I was reminded this past week that when you engage legal counsel to file a lawsuit, always beware of the possible counterclaim.
A client needs to tell his attorney everything about a potential litigation matter, including whether the opponent may have their own claims against the client. Years ago, I brought in a new client to the large law firm where I was an associate attorney. The new client wanted to file a modest claim against his former employer for unpaid compensation to which he felt entitled.
We met with the new client and went over ALL the related facts and circumstances in substantial detail. It is essential that your attorney know EVERYTHING associated with your situation if he or she is to advise you and possibly represent you in court if you chose to proceed by filing a complaint.
During the client meetings we learned that the client was operating a new business in violation of his non-competition agreement with his former employer. Further, this the noncompetition agreement appeared to be enforceable.
So, what did we do?
Do not bring claims if asserting them will result in a much larger counterclaim against your client.

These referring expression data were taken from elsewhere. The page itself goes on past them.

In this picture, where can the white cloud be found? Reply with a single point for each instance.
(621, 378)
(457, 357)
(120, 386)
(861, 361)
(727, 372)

We advised the client to forget about his modest claim for unpaid compensation. If we had gone ahead and filed it, the former employer would have become aware of the client's new business and would have filed a counterclaim seeking to shut down this business.

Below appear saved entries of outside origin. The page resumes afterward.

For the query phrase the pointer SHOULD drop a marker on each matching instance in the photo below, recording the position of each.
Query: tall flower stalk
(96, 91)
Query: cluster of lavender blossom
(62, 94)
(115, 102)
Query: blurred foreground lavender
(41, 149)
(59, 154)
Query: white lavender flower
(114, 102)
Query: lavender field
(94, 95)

In essence, we chose to let the sleeping dog lie by not asserting the claim. As far as I know, the former employer remained none the wiser as our new client proceeded to build his new business with no interference from his former employer.
Commercial litigation is a tricky business, and it is always important to consider all issues when deciding whether to pursue a claim. One particularly important issue to consider is whether filing a complaint over a small matter will trigger a much larger counterclaim in response.